Config code **cell**

In [1]:
# ==== Project config (scoping phase) ====
from dataclasses import dataclass
from pathlib import Path
import random, os, numpy as np

@dataclass
class Config:
    PROJECT: str = "ieee_fraud_detection"
    PHASE: str   = "scoping"
    SEED: int    = 42
    # Change this path if needed (Colab vs local)
    DATA_DIR: Path = Path("/content/data/ieee")
    RAW_DIR:  Path = DATA_DIR / "raw"
    PROC_DIR: Path = DATA_DIR / "processed"
    ARTIFACTS_DIR: Path = Path("/content/artifacts")

CFG = Config()

# Reproducibility
random.seed(CFG.SEED)
np.random.seed(CFG.SEED)

# Create folders (no-op if exist)
for p in [CFG.DATA_DIR, CFG.RAW_DIR, CFG.PROC_DIR, CFG.ARTIFACTS_DIR]:
    p.mkdir(parents=True, exist_ok=True)

CFG


Config(PROJECT='ieee_fraud_detection', PHASE='scoping', SEED=42, DATA_DIR=PosixPath('/content/data/ieee'), RAW_DIR=PosixPath('/content/data/ieee/raw'), PROC_DIR=PosixPath('/content/data/ieee/processed'), ARTIFACTS_DIR=PosixPath('/content/artifacts'))

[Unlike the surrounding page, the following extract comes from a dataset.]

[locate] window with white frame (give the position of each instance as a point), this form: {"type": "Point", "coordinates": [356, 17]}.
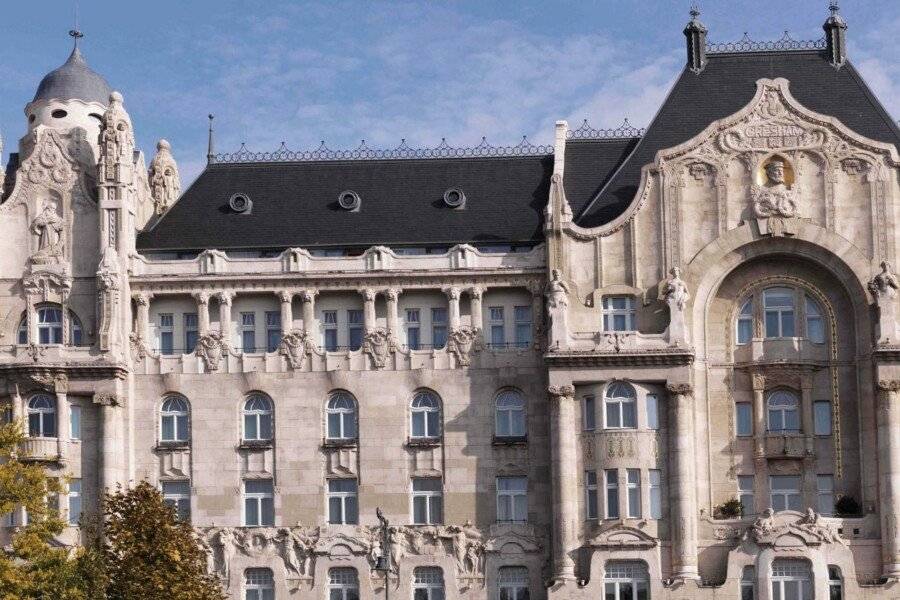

## 6) Evaluation plan (offline, scoping view)
- **Metric focus**:  
  - PR-AUC (robust for class imbalance)  
  - ROC-AUC  
  - Recall@k and Precision@k (for Ops review capacity)  
  - FPR at fixed TPR (business trade-offs)  

- **Thresholding**:  
  - Pick operating point via **cost matrix** (fraud loss vs. review cost vs. customer friction).  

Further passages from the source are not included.